Against this background, the increasing importance in breeding for resistance is becoming distant hybridization (between plants from different botanical taxa). After all, plants of wild and primitive species are characterized by the most pronounced immunity. The genomes of wild relatives of cultivated plants have been and remain the main natural source of resistance genes, including complex immunity. Crossing cultivated plants of existing varieties with wild species usually allows you to increase the immunogenetic properties. And if earlier the use of distant hybridization was not very popular due to the difficulties associated with the imbalance of the genomes of parental forms, the linkage of resistance with economically undesirable traits, then methods have now been developed to resolve problematic issues.
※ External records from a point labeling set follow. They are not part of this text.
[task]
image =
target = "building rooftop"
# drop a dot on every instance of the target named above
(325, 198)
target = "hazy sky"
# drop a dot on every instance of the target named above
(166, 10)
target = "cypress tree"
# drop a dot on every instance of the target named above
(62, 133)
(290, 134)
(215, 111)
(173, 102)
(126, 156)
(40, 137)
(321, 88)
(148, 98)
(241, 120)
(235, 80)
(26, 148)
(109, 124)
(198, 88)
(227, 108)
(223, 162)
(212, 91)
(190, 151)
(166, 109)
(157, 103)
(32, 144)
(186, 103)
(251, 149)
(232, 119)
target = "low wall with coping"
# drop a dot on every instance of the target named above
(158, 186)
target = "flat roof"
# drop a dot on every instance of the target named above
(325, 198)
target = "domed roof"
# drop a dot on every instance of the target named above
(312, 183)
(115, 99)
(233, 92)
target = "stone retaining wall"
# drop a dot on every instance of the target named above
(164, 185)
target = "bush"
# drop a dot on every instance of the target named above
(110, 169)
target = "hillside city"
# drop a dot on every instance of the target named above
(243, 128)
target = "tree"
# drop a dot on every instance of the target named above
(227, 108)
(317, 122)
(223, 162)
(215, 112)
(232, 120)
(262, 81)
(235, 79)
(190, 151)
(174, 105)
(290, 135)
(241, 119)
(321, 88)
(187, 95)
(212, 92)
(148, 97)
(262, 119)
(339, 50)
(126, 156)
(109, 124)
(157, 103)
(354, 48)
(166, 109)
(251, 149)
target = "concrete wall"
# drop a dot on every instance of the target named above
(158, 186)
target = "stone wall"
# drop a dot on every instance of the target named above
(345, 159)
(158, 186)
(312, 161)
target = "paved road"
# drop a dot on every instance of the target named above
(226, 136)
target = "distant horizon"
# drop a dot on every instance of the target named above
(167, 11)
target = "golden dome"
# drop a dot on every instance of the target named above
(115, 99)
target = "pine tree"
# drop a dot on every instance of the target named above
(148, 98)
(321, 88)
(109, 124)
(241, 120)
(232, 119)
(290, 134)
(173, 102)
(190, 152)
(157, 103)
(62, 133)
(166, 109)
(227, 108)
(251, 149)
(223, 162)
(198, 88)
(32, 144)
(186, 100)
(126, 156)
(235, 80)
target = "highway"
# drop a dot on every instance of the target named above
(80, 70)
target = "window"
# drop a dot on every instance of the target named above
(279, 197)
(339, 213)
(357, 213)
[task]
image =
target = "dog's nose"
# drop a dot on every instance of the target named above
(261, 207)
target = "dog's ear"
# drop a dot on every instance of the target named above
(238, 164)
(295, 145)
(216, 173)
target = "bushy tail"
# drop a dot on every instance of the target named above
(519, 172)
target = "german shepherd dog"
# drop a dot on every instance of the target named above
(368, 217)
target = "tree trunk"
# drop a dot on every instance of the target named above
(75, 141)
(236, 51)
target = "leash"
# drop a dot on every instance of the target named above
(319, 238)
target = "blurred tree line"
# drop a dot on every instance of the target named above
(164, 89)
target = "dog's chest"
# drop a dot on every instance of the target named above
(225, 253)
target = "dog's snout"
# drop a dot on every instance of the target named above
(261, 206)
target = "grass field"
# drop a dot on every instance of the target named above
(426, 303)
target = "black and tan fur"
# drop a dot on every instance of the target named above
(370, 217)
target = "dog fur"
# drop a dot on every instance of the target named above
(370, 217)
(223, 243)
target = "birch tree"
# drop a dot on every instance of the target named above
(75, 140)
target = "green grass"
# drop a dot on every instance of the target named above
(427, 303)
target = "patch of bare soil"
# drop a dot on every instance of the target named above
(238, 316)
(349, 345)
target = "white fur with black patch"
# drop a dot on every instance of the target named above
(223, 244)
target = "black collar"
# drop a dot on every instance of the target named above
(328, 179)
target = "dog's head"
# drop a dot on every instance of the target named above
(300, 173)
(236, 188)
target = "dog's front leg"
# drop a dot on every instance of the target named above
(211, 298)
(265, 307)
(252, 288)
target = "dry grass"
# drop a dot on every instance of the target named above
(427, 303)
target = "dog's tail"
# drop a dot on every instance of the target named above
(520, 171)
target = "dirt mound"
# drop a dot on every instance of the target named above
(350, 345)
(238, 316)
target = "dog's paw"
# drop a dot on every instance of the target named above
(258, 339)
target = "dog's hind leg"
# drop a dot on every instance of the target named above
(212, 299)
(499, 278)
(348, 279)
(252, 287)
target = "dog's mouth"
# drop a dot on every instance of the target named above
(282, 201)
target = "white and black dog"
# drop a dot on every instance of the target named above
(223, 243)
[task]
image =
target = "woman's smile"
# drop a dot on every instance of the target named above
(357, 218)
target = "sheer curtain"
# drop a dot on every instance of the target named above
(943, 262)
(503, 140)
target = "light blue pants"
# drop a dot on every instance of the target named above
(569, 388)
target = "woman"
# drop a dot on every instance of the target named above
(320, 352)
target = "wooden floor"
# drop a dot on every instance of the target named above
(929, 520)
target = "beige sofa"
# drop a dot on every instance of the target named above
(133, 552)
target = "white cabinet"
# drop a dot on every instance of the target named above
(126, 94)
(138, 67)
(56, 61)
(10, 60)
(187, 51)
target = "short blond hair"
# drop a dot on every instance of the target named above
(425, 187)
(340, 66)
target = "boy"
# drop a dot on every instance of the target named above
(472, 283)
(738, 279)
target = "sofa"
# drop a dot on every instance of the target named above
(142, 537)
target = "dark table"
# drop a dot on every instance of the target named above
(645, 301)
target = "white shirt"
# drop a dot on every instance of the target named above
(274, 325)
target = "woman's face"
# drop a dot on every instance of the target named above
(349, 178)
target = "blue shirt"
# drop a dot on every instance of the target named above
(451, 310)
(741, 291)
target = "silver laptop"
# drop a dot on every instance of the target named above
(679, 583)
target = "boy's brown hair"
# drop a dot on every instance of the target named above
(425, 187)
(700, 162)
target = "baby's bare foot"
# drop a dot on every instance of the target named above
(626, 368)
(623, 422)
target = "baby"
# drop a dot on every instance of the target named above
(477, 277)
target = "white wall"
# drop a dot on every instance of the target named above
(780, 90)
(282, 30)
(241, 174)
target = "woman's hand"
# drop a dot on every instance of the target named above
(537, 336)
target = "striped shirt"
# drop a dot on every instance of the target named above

Remote hybridization makes it possible to transfer ecological plasticity, resistance to adverse environmental factors, diseases and other valuable properties and qualities from wild-growing plants to cultivated ones. Varieties and new forms of grain, vegetable, industrial and other crops have been created on the basis of distant hybridization. For example, the source of wheat immunity genes to, and is endemic to the Transcaucasus Triticum dicoccoides Korn.

As world practice shows, a very effective type of hybridization in the selection of self-pollinating crops for resistance is backcrosses (backcrosses) when a hybrid is crossed with one of the parent forms. This method is also called the method of "repair" of varieties, since it allows you to improve a certain variety for a particular trait that it lacks (in particular, resistance to a particular disease). But it should be borne in mind that the use of this method does not allow exceeding the productivity of a variety that is “repaired” (and according to the requirements of the State Service for the Protection of Rights to Plant Varieties of Ukraine, a variety cannot be registered if it does not exceed the standard in terms of productivity).

As a rule, in backcrossing, a disease resistance donor variety is used as the mother form, and an unstable but highly productive variety (resistance recipient) is used as the parent form. As a result of their crossing, hybrids are obtained, which are re-crossed with the parent form (backcrossing). A prerequisite is that the mother forms for each next backcross are selected from resistant hybrid plants of the previous crossing, found against an infectious background. The offspring are selected according to the phenotype of the recipient variety. Backcrosses are carried out until the genotype and phenotype of the recipient is almost completely restored, while acquiring resistance to the disease characteristic of the donor.

An increase in the efficiency of plant breeding for immunity to pests can be achieved by using previously created so-called immunity synthetics (known, for example, for corn). Mentioned synthetics are created on the basis of crossing 8-10 immune lines, characterized by different ecological plasticity and composition of immunity factors. Many of the synthetics are good sources for creating immune lines for the further development of single and double interline hybrids.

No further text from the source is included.